Andrea,
Just like Robert and Garren said, CouchDB is not designed to work this way.
But I'm thinking of an architecture on top of it:
You could, for instance, create document versions that point to their
ancestors. This way you would create a tree of versions (it's necessary if
you want to preserve the eventual consistency capabilities).
The document layout would look like this:
type DocumentVersion = {
// CouchDB's own ID system
_id: string;
// Your document history ID - the same across all versions of a document
historyId: string;
// The _id of the ancestor document (undefined if first version)
parentId: string;
// Indicates if this version is archived or not
archived: boolean;
// Utility flags. Might be useful in future implementations of
reconciliation
// algorithms, or the construction of a changelog feature
createdAt: Date;
};
You would have to handle the versioning manually - something like this:
const saveDocumentVersion = async ({ _id, doc }) => {
// Avoid saving a document version that's already archived
delete doc.archived;
const newDoc = {
...doc,
createdAt: new Date().toISOString(),
};
let parentDoc;
if (doc.parentId) {
parentDoc = await loadDocument(doc.parentId);
}
if (parentDoc) {
// Rely on parentDoc to get historyId and parentId
newDoc.historyId = parentDoc.historyId;
newDoc.parentId = parentDoc._id;
} else {
newDoc.historyId = await generateHistoryId();
}
const savedDoc = await saveDocument(newDoc);
// Archives the parent document only after new version is saved
// (sends `parentDoc.archived = true` to CouchDB)
if (parentDoc) {
await archiveDocument(parentDoc);
}
return savedDoc;
};
It could serve you for simpler use cases, but not for complex ones (you
would need a stronger reconciliation algorithm to perform reconciliation in
updates across nodes).
I made a Gist with this code, so you can read it more comfortably:
https://gist.github.com/joelwallis/67bfbdcf0aa42418eed4c0246f5fe2a4
I hope it helps you in some way. Stay safe!
On Tue, Apr 28, 2020 at 7:46 AM Garren Smith <[email protected]> wrote:
> I think it would be better to create a daily or hourly snapshot of your
> database instead of relying on a database that doesn't run compaction.
> Depending on the versioning history of a CouchDB database is a really bad
> idea.
> As Bob said, rather create new docs than one document with lots of
> revisions.
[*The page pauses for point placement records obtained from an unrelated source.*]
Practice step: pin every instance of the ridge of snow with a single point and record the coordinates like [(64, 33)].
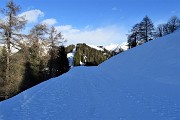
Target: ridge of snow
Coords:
[(142, 83)]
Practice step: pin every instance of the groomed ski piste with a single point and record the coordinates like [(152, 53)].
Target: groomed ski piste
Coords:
[(142, 83)]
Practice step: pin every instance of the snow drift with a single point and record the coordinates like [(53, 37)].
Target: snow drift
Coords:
[(142, 83)]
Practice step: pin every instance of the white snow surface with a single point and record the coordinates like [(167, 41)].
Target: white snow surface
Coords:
[(142, 83)]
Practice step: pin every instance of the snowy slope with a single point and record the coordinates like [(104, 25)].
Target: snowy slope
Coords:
[(142, 83), (70, 57)]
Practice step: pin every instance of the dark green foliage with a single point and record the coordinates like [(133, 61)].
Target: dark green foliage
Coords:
[(89, 56), (141, 32), (169, 27), (69, 48), (146, 30), (58, 63)]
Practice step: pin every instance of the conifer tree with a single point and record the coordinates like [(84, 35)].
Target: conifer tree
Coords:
[(146, 30), (173, 24), (10, 27)]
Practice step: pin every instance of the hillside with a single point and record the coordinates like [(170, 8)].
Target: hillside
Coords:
[(142, 83)]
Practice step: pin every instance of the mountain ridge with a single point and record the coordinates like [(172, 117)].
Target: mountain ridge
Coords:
[(141, 83)]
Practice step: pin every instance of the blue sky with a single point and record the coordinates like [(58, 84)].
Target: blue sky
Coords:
[(99, 22)]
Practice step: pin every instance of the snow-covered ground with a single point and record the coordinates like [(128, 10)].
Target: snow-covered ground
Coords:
[(142, 83)]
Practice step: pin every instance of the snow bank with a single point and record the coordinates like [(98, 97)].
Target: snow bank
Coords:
[(142, 83)]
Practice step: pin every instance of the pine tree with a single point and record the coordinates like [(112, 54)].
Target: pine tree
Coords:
[(10, 27), (146, 30), (173, 24), (134, 36), (35, 53), (62, 61), (54, 40)]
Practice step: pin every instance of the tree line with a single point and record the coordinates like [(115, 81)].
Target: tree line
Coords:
[(145, 30), (39, 55)]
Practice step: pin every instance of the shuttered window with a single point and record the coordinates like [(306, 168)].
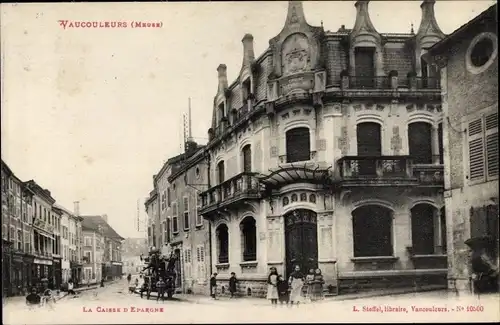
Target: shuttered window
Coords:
[(483, 147), (491, 122), (298, 145), (247, 158)]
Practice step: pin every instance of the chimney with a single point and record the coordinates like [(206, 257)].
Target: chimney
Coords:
[(363, 16), (248, 53), (76, 205), (295, 13), (428, 24), (222, 72)]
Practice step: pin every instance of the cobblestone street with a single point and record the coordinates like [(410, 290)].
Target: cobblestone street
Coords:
[(89, 307)]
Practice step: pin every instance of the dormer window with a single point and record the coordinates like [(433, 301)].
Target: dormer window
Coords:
[(221, 112), (247, 90), (364, 58)]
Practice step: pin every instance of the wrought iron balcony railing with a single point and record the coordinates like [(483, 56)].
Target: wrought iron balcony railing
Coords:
[(361, 82), (241, 186), (388, 170)]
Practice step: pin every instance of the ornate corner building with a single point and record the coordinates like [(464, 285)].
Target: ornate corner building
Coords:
[(326, 152)]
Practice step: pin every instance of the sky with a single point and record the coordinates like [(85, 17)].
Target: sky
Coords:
[(92, 114)]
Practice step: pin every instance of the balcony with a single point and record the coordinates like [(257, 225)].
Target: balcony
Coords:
[(387, 171), (358, 82), (243, 186), (390, 86)]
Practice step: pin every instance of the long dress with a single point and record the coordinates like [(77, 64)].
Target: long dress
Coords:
[(272, 287), (317, 287), (296, 284)]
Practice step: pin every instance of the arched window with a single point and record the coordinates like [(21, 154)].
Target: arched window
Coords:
[(440, 143), (223, 243), (422, 229), (220, 172), (444, 240), (298, 146), (369, 140), (246, 152), (249, 239), (420, 142), (372, 231)]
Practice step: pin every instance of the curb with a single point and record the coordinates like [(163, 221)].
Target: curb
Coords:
[(325, 300)]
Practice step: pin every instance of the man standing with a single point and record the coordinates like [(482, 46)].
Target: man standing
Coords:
[(160, 286), (213, 286)]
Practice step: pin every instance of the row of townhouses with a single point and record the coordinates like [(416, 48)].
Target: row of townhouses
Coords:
[(41, 239), (370, 156)]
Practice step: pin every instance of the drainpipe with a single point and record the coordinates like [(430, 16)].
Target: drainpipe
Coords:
[(209, 222)]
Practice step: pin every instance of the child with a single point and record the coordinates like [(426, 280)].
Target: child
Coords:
[(309, 285), (272, 286), (232, 284), (283, 294), (317, 286), (213, 286)]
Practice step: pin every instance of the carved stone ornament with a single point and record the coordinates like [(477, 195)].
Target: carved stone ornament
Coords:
[(295, 54)]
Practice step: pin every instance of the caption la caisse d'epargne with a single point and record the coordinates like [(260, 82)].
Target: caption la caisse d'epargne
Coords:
[(78, 24)]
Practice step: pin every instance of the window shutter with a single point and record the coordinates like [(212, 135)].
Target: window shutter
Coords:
[(492, 145), (476, 150)]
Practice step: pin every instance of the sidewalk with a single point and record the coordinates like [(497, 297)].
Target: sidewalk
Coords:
[(21, 300), (201, 299)]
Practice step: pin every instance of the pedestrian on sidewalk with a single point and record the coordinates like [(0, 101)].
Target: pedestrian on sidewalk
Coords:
[(232, 284), (283, 290), (160, 286), (33, 299), (317, 286), (296, 282), (213, 286), (71, 291), (272, 286), (309, 285)]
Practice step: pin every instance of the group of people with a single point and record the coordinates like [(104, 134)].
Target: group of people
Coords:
[(294, 290), (298, 288), (41, 295)]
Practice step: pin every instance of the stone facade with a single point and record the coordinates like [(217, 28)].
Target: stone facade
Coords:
[(470, 106), (278, 200), (181, 228)]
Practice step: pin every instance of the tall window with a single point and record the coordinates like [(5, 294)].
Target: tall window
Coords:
[(220, 172), (364, 67), (223, 243), (420, 142), (175, 219), (186, 212), (422, 229), (372, 231), (249, 239), (369, 142), (483, 148), (199, 217), (298, 145), (440, 143), (247, 158)]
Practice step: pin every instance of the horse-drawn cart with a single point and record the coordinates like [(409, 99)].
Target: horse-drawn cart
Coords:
[(159, 267)]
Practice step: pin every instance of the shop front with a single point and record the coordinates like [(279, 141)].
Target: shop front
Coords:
[(17, 280), (6, 267), (43, 268), (28, 261)]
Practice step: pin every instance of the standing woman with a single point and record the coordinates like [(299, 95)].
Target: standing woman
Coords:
[(272, 286), (317, 291), (296, 282)]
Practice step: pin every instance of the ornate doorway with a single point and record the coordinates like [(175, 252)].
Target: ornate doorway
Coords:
[(301, 240)]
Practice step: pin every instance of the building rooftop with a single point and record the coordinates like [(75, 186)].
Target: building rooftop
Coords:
[(94, 222)]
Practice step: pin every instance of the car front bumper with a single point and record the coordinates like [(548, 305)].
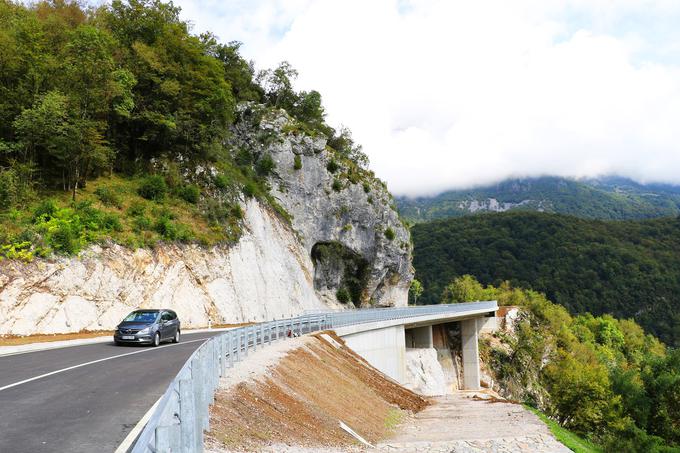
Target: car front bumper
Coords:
[(133, 338)]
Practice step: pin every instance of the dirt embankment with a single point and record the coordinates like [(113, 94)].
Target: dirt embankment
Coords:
[(302, 399)]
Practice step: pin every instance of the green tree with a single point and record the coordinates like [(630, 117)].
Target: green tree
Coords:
[(416, 290)]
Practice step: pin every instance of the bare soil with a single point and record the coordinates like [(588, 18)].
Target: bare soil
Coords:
[(301, 400), (15, 340)]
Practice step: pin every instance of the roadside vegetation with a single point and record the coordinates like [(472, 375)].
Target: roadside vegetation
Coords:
[(574, 442), (597, 376), (627, 268), (116, 124)]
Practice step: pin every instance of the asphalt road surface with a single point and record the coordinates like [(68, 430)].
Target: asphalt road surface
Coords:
[(88, 408)]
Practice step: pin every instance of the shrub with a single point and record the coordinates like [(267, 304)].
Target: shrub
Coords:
[(221, 181), (244, 158), (172, 231), (153, 187), (136, 209), (343, 295), (111, 222), (266, 165), (141, 223), (15, 184), (63, 231), (332, 166), (190, 194), (166, 228), (108, 196), (45, 210), (250, 189)]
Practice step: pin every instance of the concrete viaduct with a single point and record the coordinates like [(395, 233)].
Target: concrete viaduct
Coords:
[(383, 343)]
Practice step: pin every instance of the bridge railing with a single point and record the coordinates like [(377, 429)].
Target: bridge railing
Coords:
[(182, 413)]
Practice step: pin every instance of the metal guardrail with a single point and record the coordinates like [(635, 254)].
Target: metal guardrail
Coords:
[(182, 414)]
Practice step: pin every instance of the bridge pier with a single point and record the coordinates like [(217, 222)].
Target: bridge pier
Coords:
[(383, 348), (470, 343), (419, 337)]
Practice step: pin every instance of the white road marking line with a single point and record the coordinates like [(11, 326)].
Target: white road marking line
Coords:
[(25, 381), (132, 435), (59, 344)]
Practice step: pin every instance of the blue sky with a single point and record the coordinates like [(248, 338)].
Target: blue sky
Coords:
[(449, 93)]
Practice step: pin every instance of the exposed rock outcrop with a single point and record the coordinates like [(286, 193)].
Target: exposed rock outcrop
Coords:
[(424, 373), (327, 207), (266, 275), (346, 243)]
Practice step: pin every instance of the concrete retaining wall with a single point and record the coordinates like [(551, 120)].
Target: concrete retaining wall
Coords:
[(385, 349)]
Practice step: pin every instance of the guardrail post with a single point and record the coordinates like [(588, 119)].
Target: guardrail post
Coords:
[(197, 396), (230, 350), (187, 416), (223, 353), (207, 387)]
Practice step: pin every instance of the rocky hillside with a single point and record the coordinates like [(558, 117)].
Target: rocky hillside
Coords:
[(607, 198), (343, 216), (158, 168), (334, 244)]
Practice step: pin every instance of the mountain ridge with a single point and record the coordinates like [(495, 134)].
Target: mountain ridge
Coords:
[(605, 198)]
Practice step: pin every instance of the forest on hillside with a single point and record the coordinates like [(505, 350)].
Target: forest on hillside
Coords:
[(600, 377), (630, 269), (605, 198), (115, 123)]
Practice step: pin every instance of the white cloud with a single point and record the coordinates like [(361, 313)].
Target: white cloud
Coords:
[(450, 93)]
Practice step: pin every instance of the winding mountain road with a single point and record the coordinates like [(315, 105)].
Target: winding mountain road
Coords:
[(84, 398)]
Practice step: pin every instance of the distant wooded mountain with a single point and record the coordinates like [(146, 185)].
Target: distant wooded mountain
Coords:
[(630, 269), (607, 198)]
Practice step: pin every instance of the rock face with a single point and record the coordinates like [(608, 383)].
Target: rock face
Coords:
[(424, 373), (266, 275), (346, 243), (371, 249)]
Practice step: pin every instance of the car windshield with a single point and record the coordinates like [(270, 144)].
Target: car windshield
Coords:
[(141, 316)]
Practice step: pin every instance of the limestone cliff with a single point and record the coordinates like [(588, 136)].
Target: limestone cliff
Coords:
[(266, 275), (349, 226), (345, 238)]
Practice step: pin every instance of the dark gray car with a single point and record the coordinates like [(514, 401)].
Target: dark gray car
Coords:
[(148, 327)]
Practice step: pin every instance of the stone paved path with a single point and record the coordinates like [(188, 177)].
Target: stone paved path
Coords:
[(460, 423)]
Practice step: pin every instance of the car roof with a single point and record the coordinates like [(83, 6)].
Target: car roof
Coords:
[(151, 310)]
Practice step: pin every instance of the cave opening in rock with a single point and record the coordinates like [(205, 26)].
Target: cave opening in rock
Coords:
[(339, 272)]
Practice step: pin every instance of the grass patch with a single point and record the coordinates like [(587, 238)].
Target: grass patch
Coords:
[(570, 440)]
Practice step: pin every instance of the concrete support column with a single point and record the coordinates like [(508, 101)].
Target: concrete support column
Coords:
[(419, 337), (385, 349), (470, 354)]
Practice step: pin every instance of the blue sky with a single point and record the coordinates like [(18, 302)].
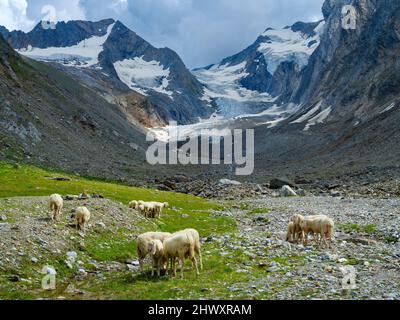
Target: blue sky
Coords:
[(201, 31)]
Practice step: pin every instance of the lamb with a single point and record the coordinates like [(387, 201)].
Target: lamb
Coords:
[(134, 205), (82, 216), (180, 246), (56, 204), (290, 235), (155, 208), (156, 250), (197, 246), (297, 232), (142, 244), (318, 225)]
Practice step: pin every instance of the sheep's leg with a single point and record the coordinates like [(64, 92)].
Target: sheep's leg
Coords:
[(181, 265), (201, 260), (194, 261), (141, 264), (174, 266)]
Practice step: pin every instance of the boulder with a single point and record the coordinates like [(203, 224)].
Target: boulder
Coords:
[(287, 191), (227, 182)]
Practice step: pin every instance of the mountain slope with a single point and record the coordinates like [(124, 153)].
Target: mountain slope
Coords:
[(264, 74), (120, 65), (48, 119), (349, 95)]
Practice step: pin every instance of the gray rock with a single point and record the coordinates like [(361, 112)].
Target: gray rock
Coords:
[(287, 191), (228, 182)]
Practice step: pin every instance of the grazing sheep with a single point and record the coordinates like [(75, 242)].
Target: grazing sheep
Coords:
[(156, 250), (327, 231), (134, 205), (142, 244), (82, 216), (180, 246), (154, 209), (197, 245), (297, 231), (56, 204), (316, 225), (290, 235)]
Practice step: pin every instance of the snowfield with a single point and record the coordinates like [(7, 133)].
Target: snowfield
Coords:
[(84, 54), (287, 45), (140, 75)]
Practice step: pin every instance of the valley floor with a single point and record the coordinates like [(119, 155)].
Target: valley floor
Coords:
[(243, 251)]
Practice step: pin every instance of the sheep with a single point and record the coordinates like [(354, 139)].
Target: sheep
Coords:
[(56, 204), (82, 216), (154, 209), (297, 232), (134, 205), (142, 244), (197, 247), (290, 235), (156, 250), (318, 225), (180, 246)]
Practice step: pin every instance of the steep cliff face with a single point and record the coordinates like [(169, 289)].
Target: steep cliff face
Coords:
[(119, 64), (47, 118), (348, 96), (264, 74), (356, 73)]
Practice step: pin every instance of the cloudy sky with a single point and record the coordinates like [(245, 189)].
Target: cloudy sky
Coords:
[(201, 31)]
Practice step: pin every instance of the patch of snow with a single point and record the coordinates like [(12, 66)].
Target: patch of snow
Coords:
[(390, 107), (287, 45), (319, 118), (309, 114), (84, 54), (141, 76)]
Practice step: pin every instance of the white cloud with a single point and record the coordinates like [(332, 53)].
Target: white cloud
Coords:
[(13, 15), (201, 31)]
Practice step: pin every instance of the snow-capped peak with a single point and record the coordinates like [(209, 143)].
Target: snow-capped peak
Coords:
[(84, 54), (286, 45)]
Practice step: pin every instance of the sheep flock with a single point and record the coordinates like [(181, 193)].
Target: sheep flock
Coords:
[(168, 250)]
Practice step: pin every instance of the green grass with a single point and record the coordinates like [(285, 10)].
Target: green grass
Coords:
[(32, 181), (354, 227), (117, 244)]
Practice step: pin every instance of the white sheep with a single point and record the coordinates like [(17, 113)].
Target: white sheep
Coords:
[(56, 204), (291, 235), (142, 244), (82, 216), (180, 247), (156, 251), (197, 244), (318, 225), (297, 232), (134, 205)]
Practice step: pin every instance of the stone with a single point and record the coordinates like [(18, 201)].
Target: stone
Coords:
[(287, 191), (278, 183), (228, 182)]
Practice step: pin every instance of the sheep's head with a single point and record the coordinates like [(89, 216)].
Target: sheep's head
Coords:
[(297, 219), (152, 248), (303, 225)]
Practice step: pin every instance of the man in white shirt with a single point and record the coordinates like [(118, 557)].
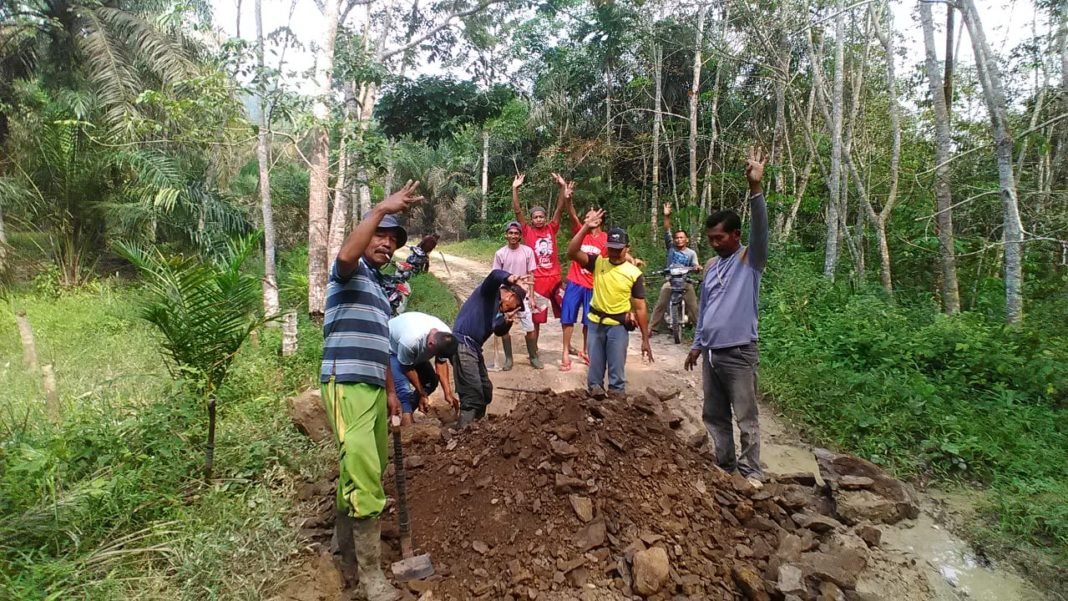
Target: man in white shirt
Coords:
[(414, 338)]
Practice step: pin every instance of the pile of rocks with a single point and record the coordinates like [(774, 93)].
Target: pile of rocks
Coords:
[(574, 499)]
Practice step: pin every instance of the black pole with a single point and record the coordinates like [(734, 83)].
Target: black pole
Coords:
[(209, 452)]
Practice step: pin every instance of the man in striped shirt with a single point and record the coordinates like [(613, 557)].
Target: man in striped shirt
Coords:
[(357, 384)]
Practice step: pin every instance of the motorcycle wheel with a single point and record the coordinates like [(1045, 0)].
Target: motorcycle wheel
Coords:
[(676, 323)]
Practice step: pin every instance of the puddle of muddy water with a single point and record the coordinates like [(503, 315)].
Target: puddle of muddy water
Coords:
[(953, 560)]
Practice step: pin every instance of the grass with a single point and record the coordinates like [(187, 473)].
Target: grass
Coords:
[(110, 504), (962, 400), (432, 296), (478, 249)]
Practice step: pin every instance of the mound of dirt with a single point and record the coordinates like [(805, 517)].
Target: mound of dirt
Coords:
[(568, 497)]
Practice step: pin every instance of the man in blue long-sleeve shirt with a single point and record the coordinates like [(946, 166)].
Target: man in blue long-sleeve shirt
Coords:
[(725, 341), (491, 310)]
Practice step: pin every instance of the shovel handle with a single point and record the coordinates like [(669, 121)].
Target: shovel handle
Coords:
[(402, 494)]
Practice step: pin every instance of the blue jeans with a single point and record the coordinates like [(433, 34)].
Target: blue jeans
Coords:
[(608, 349)]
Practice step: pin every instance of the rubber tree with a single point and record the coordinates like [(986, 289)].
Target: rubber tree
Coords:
[(993, 95), (943, 194), (263, 158)]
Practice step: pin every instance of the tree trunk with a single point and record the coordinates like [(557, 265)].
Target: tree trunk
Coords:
[(880, 220), (782, 74), (367, 99), (485, 173), (610, 158), (318, 185), (951, 294), (340, 211), (951, 36), (993, 94), (657, 120), (694, 97), (713, 113), (263, 158), (834, 182)]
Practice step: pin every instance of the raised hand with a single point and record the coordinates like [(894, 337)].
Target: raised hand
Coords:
[(403, 199), (594, 218), (754, 164)]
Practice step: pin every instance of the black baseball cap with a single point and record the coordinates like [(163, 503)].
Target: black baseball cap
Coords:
[(617, 238)]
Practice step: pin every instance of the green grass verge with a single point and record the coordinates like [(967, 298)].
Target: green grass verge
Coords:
[(432, 296), (110, 503)]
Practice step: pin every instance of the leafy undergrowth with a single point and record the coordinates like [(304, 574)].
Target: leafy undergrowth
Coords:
[(960, 398), (111, 503)]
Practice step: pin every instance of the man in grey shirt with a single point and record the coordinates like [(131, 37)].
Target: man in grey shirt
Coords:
[(726, 337), (679, 253)]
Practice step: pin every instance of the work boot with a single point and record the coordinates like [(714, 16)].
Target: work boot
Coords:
[(506, 343), (344, 549), (368, 552), (467, 416), (532, 351)]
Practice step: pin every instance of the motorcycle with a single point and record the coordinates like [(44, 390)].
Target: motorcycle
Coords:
[(397, 289), (678, 277)]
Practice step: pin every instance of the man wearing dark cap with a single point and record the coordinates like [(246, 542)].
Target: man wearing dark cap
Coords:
[(618, 289), (357, 383), (518, 258), (539, 234), (490, 310)]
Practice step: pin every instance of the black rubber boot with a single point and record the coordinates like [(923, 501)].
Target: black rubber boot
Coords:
[(532, 351), (345, 550), (506, 343)]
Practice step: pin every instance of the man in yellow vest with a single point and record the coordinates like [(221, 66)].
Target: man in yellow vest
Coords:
[(618, 290)]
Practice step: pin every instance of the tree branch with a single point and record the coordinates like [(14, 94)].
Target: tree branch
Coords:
[(482, 5)]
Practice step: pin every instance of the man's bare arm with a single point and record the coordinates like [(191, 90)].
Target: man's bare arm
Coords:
[(575, 247), (358, 241), (516, 183)]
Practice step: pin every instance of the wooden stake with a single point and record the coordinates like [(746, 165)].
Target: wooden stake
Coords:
[(289, 333), (26, 333)]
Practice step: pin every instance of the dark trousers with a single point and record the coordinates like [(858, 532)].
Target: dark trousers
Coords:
[(729, 386), (472, 380)]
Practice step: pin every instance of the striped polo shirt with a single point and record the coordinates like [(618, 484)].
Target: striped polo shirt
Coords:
[(356, 346)]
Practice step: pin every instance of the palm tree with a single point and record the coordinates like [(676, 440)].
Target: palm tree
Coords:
[(205, 312), (105, 45)]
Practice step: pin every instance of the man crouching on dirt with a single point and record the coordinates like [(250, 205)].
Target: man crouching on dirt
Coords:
[(415, 338), (357, 384), (491, 310)]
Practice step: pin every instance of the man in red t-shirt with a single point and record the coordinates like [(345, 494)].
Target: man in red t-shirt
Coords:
[(580, 283), (540, 235)]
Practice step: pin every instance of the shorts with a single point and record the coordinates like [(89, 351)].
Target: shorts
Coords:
[(547, 288), (525, 317), (406, 392), (576, 298)]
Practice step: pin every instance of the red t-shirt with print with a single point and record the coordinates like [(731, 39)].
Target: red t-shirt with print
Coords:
[(544, 241)]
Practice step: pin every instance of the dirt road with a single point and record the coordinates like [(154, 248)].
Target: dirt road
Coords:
[(927, 562)]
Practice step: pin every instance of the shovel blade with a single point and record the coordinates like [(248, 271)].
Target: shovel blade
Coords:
[(418, 567)]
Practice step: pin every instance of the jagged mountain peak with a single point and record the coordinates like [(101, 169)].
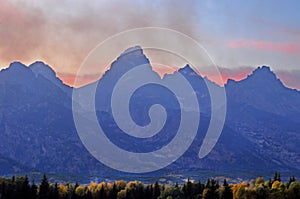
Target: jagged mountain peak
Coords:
[(262, 77), (40, 68)]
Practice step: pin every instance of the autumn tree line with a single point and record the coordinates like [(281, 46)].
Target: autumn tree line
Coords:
[(21, 188)]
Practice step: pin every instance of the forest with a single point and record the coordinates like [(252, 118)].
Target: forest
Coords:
[(21, 188)]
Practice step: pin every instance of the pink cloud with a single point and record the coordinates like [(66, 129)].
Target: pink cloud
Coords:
[(287, 48)]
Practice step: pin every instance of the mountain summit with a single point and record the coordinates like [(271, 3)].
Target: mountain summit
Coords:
[(38, 132)]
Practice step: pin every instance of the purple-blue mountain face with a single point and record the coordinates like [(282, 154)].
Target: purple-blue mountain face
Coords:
[(37, 130)]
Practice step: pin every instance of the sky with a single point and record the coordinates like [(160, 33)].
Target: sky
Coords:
[(238, 35)]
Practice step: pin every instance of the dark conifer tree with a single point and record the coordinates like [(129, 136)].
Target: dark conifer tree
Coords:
[(44, 188)]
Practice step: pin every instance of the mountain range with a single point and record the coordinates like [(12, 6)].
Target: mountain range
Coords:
[(37, 130)]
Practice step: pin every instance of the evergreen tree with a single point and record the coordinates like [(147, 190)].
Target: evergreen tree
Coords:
[(33, 190), (44, 188), (156, 191), (227, 192)]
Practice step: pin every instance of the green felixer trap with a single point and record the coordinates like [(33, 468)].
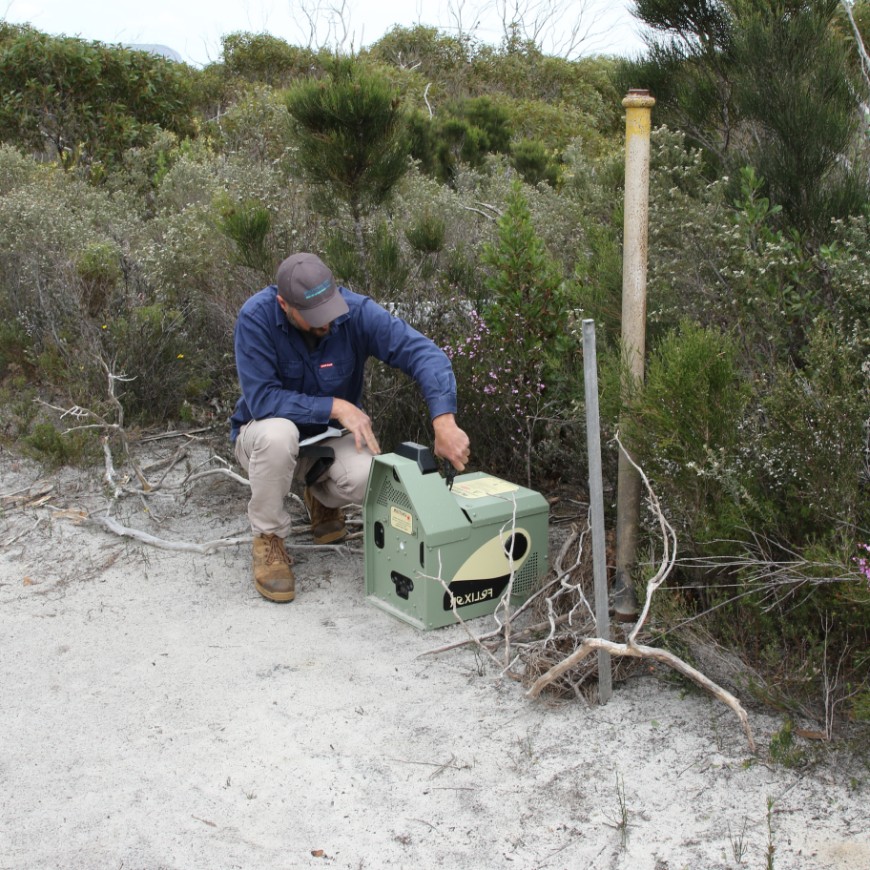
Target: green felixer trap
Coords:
[(480, 538)]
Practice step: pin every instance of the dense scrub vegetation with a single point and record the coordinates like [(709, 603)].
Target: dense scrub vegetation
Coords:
[(478, 190)]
PouchDB is slow to replicate documents with lots of revisions
> versus lots of new documents.
>
> Cheers
> Garren
>
>
>
> On Tue, Apr 28, 2020 at 9:06 AM Andrea Brancatelli
> <[email protected]> wrote:
>
> > Hello Robert,
> >
> > I see your point and mostly understand it. The plan was not to "use"
> > this secondary database as an active one, but as a passively replicated
> > database from a main instance, so performances of the secondary database
> > weren't a big priority - the idea is to keep the whole "journal" of the
> > main database.
> >
> > We thought of having multiple copies of the documents as well, but the
> > "client" is a React/Pouch application and that would become a pita.
> >
> > My plan was to have a main database with a very aggressive compaction
> > rule, so that pouch replication would be as fast as possibile and the
> > local storage be as little as possible (also because pouch isn't blazing
> > fast with local views and indexes when you have a lot of documents) and
> > a secondary replicated database with a more relaxed compaction rule (as
> > I was saying maybe disabled at all) to run backups on or to do
> > post-mortem analysis of any problem that may rise on business logic.
> >
> > ---
> >
> > Andrea Brancatelli
> >
> > On 2020-04-27 20:34, Robert Samuel Newson wrote:
> >
> > > Hi,
> > >
> > > This is the most common mistake made with CouchDB, that it provides (or
> > could provide) a full history of document changes.
> > >
> > > Compaction is essential, it's the only time that the b+tree's are
> > rebalanced and obsolete version of b+tree
> > > nodes are removed from disk.
> > >
> > > If the old revisions of your documents really matter, make new
> documents
> > instead of updating them, and use some scheme of your choice to group
> them
> > (you could use a view on some property common to all revisions of
> > > the same logical document).
> > >
> > > B.
> > >
> > >> On 27 Apr 2020, at 17:10, Andrea Brancatelli <
> [email protected]>
> > wrote:
> > >>
> > >> Let's say I'd like to keep the whole revision history for documents
> in a
> > >> specific database (but maybe drop old views, if it's possible).
> > >>
> > >> What compaction setting would do that overriding the more-reasonable
> > >> default we usually have?
> > >>
> > >> --
> > >>
> > >> Andrea Brancatelli
>
--
Joel Jucá
joelwallis.com